README.md•9.07 kB
### Architecture Overview
```
┌─────────────┐ MCP Protocol ┌──────────────────┐ OAuth ┌─────────────────┐
│ Claude │ ◄─────────────────────► │ dba-mcp-proxy │ ◄──────────────────► │ Databricks App │
│ CLI │ (stdio/JSON-RPC) │ (local process) │ (HTTPS/SSE) │ (MCP Server) │
└─────────────┘ └──────────────────┘ └─────────────────┘
▲ │
│ ▼
└────────── Databricks OAuth ──────► Workspace APIs
```
# Databricks MCP Server
Host Model Context Protocol (MCP) prompts and tools on Databricks Apps, enabling AI assistants like Claude to interact with your Databricks workspace.
## What is this?
This template lets you create an MCP server that runs on Databricks Apps. You can:
- **Add prompts** as simple markdown files in the `prompts/` folder
- **Create tools** as Python functions that leverage Databricks SDK
A bridge between Claude and your Databricks workspace - you define what Claude can see and do, and this server handles the rest.
### Components
1. **MCP Server** (`server/app.py`): A FastAPI app with integrated MCP server that:
- Dynamically loads prompts from `prompts/*.md` files
- Exposes Python functions as MCP tools via `@mcp_server.tool` decorator
- Handles both HTTP requests and MCP protocol over Server-Sent Events
2. **Prompts** (`prompts/`): Simple markdown files where:
- Filename = prompt name (e.g., `check_system.md` → `check_system` prompt)

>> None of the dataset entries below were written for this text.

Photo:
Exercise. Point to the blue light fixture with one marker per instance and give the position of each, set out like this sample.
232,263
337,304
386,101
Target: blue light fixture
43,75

- First line with `#` = description
- File content = what gets returned to Claude
3. **Local Proxy** (`dba_mcp_proxy/`): Authenticates and proxies MCP requests:
- Handles Databricks OAuth authentication automatically
- Translates between Claude's stdio protocol and HTTP/SSE
- Works with both local development and deployed apps
### Prerequisites
- Claude CLI
- Subscription to Databricks apps
- python
### Local Development
```bash
# Clone and setup
git clone <your-repo>
cd <your-repo>
./setup.sh
# Start dev server
./watch.sh
# Set your configuration for local testing
export DATABRICKS_HOST="https://your-workspace.cloud.databricks.com"
export DATABRICKS_APP_URL="http://localhost:8000" # Local dev server
# Add to Claude for local testing
claude mcp add databricks-mcp-local --scope local -- \
uvx --from git+ssh://git@github.com/YOUR-ORG/YOUR-REPO.git dba-mcp-proxy \
--databricks-host $DATABRICKS_HOST \
--databricks-app-url $DATABRICKS_APP_URL
## Customization Guide
This template uses [FastMCP](https://github.com/jlowin/fastmcp), a framework that makes it easy to build MCP servers. FastMCP provides two main decorators for extending functionality:
- **`@mcp_server.prompt`** - For registering prompts that return text
- **`@mcp_server.tool`** - For registering tools that execute functions
### Adding Prompts
The easiest way is to create a markdown file in the `prompts/` directory:
```markdown
# Get cluster information
List all available clusters in the workspace with their current status
```
The prompt will be automatically loaded with:
- **Name**: filename without extension (e.g., `get_clusters.md` → `get_clusters`)
- **Description**: first line after `#`
- **Content**: entire file content
Alternatively, you can register prompts as functions in `server/app.py`:
```python
@mcp_server.prompt(name="dynamic_status", description="Get dynamic system status")
async def get_dynamic_status():
# This can include dynamic logic, API calls, etc.
w = get_workspace_client()
current_user = w.current_user.me()
return f"Current user: {current_user.display_name}\nWorkspace: {DATABRICKS_HOST}"
```
We auto-load `prompts/` for convenience, but function-based prompts are useful when you need dynamic content.
### Adding Tools
Add a function in `server/app.py` using the `@mcp_server.tool` decorator:
```python
@mcp_server.tool
def list_clusters(status: str = "RUNNING") -> dict:
"""List Databricks clusters by status."""
w = get_workspace_client()
clusters = []
for cluster in w.clusters.list():
if cluster.state.name == status:
clusters.append({
"id": cluster.cluster_id,
"name": cluster.cluster_name,
"state": cluster.state.name
})
return {"clusters": clusters}
```
Tools must:
- Use the `@mcp_server.tool` decorator
- Have a docstring (becomes the tool description)
- Return JSON-serializable data (dict, list, str, etc.)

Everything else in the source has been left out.